4. Old Street Hunan, Melbourne

Also known as Xiang cuisine, this Mid City Arcade restaurant specialises in the spicy, savoury and sour dishes of Hunan. Old Street Hunan opened in 2020, but it flew under-the-radar thanks to multiple lockdowns. Most of the trade still comes from deliveries; there always seems to be a driver picking up an order from the counter. Hunan cuisine is abundant with chillies and fermenting techniques, while pork and fish are the main proteins. It’s a stark and modern fit-out with concrete flooring, red neon Mandarin signage and green highlights. Look for typical Hunanese dishes such as duo jiao zheng yu (steamed fish heads blanketed in pickled chillies) and Mao shi hong shao rou (Chairman Mao’s red-braised pork belly, fragrant with star anise, cassia bark, chilli and ginger). First timers should stat with a rice noodle soup. Those after a taste of home – or up for a challenge – should order the especially pungent stinky black tofu.
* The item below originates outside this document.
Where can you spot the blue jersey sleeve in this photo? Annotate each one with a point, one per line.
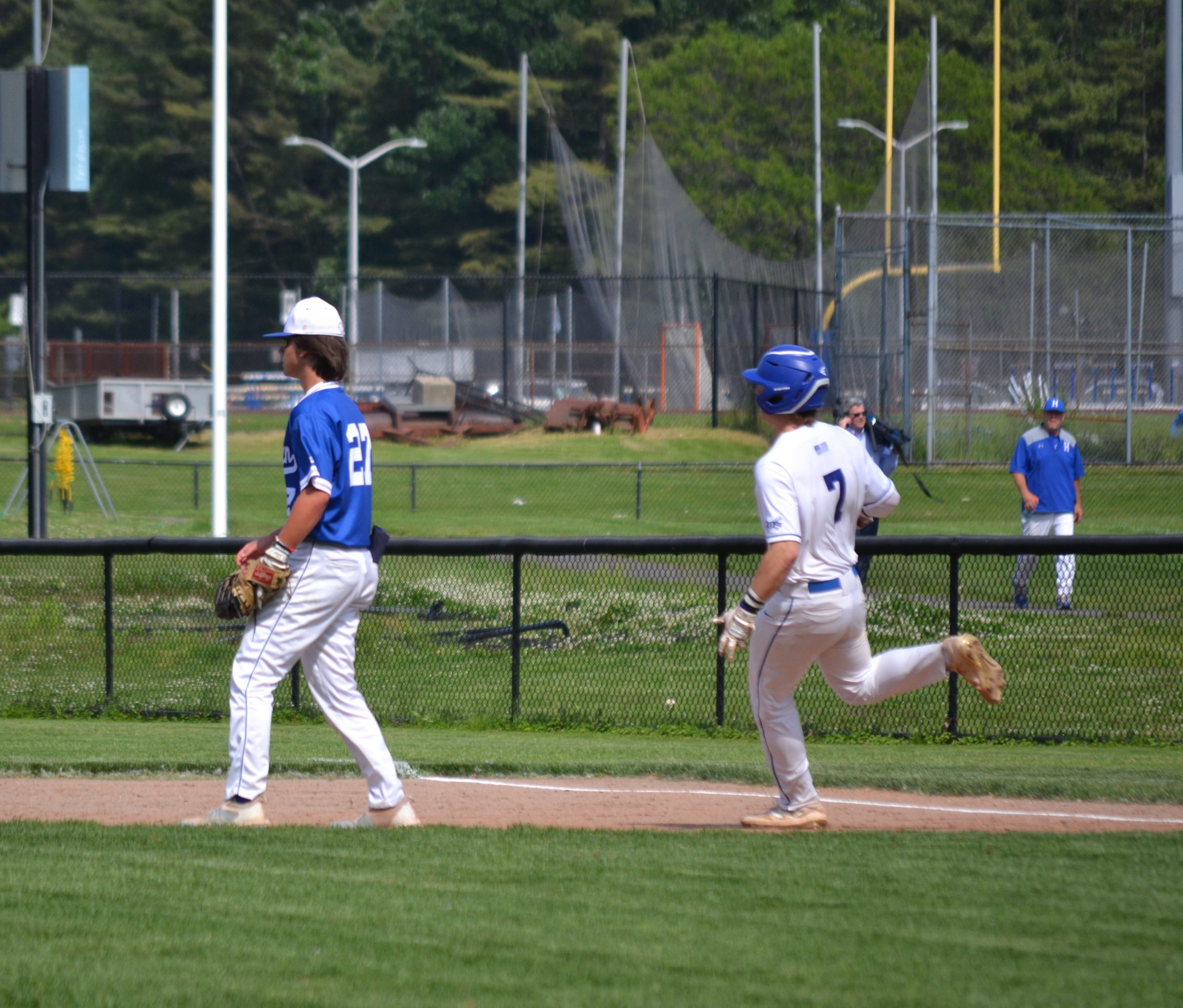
(315, 449)
(1019, 462)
Mid City Centre, shop 3-5, 200 Bourke Street, Melbourne, 03 9650 8889

5. Nana Izakaya, Melbourne

Tucked away on Healey’s Lane and surrounded by Korean restaurants, Nana Izakaya quietly opened in the middle of 2021. Its location and decor scream “yokocho”, Tokyo’s eatery-lined alleyways filled with hidden gems. Sit at one of the street-side tables or enter through the noren curtains and into the small dining room, with its open kitchen and bamboo fish-shaped pendant lights. The stand-out dishes are the spicy mentaiko butter yaki, pan-fried cod roe that comes with nori sheets and accompaniments for wrapping, as well as the nabe hot pots. If you like fish cakes, the oden nabe comes with an assortment of them: skewered ribbons, bouncy balls, spongy tubes, swirled disks, roe-filled – all in an umami-loaded crab dashi.